CHICAGO (AP) — The investigation of decades-old claims that Chicago police tortured suspects with beatings, electric shocks and games of Russian roulette won't stop with last week's federal indictment of a controversial homicide commander.

http://ap.google.com/article/ALeqM5jg6HbIvKNixbSn3igLnZ0w2KDBMwD941M6100

It seems that the torture officially started in 1982. In 2003 four men are released from death row. By 2006 an independent study concludes that torture was systemic, but that the perpetrators couldn't be prosecuted due to the statute of limitations. In October of 2008 Burge is arrested at his home in Florida. Here's the link:

http://www.suntimes.com/news/metro/1233085,burge-torture-timeline-102108.article

This case has been ongoing for 26 years. If the United States government refuses to keep its own house clean, what else can we expect from our military when they are in a foreign country?

microdot said...

Of course I have a lot to say about this subject, but, to put it into perspective...How many "nice" people do you know that if you were to bring up the moral issues raised in this film would fervently state that we need to be able to use torture to protect ourselves?

There are a lot of little lines you have to cross when ever you compromise your ideals and morality, but fear makes it a little too easy.

Mad Jack said...

Microdot: The nice people I know don't believe in using torture. The not so nice people I know don't believe in using torture either - although, to give credit where it's due, the reasoning includes the fact that torture doesn't work. The two people I know that might use torture tend to be sociopaths. I wouldn't be surprised if one was a serial killer, and I know the other has all the empathy of a chain saw.

So no. No torture.

microdot said...

whoa, that some heavy stuff there...i wouldn't click on any of those links if I were you!

Madjack...of course I was being sarcastic when I said nice people...
but in reality, I know too many people who when asked if the use of torture was okay, would slap you down with righteous anger just because you dared to suggest that perhaps it was morraly unjustified.

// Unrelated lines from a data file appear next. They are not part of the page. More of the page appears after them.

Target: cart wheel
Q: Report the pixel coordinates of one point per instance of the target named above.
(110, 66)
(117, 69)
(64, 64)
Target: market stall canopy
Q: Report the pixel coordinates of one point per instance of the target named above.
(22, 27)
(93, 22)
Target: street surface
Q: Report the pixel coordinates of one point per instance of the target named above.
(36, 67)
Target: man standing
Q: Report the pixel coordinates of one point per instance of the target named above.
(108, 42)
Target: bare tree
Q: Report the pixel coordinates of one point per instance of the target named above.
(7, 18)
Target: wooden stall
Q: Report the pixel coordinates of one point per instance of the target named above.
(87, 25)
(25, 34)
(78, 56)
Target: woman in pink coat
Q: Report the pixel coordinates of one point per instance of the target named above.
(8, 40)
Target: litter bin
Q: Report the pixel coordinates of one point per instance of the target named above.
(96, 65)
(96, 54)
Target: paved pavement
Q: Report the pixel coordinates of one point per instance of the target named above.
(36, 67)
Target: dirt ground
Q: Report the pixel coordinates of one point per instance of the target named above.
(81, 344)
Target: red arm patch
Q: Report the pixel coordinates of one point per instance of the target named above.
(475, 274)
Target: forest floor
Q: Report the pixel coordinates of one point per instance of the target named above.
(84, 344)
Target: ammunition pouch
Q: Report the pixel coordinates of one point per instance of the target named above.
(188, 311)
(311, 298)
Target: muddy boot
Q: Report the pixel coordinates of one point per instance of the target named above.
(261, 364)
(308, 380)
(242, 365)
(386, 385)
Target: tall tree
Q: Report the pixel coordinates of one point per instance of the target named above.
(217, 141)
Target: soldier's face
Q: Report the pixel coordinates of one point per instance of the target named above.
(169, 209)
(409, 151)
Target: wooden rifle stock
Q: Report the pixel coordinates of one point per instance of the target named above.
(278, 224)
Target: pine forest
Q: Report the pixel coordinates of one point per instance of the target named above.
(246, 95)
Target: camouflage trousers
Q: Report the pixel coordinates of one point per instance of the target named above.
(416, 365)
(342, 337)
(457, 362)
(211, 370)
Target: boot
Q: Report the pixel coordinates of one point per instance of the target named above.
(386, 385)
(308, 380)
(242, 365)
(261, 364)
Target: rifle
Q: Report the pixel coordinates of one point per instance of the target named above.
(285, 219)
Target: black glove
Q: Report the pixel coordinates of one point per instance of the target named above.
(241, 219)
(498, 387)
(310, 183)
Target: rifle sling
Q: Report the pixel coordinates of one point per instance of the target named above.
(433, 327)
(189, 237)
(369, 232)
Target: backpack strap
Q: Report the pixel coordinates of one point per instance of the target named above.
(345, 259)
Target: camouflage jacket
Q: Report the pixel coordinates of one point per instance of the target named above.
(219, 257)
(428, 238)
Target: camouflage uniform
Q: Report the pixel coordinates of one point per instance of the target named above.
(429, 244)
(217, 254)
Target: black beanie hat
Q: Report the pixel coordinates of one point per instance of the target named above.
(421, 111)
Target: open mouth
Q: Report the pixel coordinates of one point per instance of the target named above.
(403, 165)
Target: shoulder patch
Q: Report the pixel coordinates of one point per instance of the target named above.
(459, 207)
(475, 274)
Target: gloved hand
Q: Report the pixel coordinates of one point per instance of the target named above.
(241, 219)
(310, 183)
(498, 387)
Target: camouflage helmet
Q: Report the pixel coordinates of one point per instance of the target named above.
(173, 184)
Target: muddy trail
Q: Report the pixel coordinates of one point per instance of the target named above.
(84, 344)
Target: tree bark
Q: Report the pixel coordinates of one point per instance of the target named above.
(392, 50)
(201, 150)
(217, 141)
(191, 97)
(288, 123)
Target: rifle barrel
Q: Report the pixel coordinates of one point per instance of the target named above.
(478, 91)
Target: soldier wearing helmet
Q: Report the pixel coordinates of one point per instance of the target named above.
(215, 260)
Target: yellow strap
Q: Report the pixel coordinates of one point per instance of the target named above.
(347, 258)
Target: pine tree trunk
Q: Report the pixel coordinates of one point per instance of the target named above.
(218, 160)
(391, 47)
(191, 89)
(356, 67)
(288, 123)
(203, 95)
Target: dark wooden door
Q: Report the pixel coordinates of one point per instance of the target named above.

These people all think they are nice moral christians, but in reality they are damaged goods...
frightened angry chicken shits.

I'm reading a great book now about personal morality and having the stregnth to stand up for your beliefs when push comes to shove.

Strange Defeat by the French Historian, Marc Bloch.
It was written after the German Occupation of France while Marc was an active member of the Resistance.
It was published posthomously after his torture and execution by the Germans when his group was informed on by fellow French Citizens.

Very interesting because it touches on the attitudes of a society living in fear and the breakdown of moral standards and ideals.

I'm finding a lot of parellels.

historymike said...

Spammer duly deleted.

Mad Jack said...

I know too many people who when asked if the use of torture was okay, would slap you down with righteous anger...

Whereupon I would respond by turning the other cheek, and if that didn't work I'd resort to the old tried and true hay maker to snot locker closely followed by size nine applied between the wind and the water.

Seriously though, I know what you mean. When pressed, these are the same folks that offer they do it to our soldiers... as justification. I'm always reminded of two young boys and the ubiquitous He started it!.

I'll see about picking up a copy of Strange Defeat. I know three people, two men and a woman, who were a part of the French resistance. One was with the OSS and operated behind enemy lines, organizing, gathering intelligence and killing the enemy. The other two were from Belgium and were given US citizenship as a reward for their efforts in WWII. At one point the man had to cross the Alps to escape the Germans. After the first day, his shoes fell apart and he had to hike three days barefoot. He told me it was the hardest thing he ever did.

From what I've read about WWII, I'm not certain that some of the Nazis were entirely human. How a human being could do some of these things is beyond me.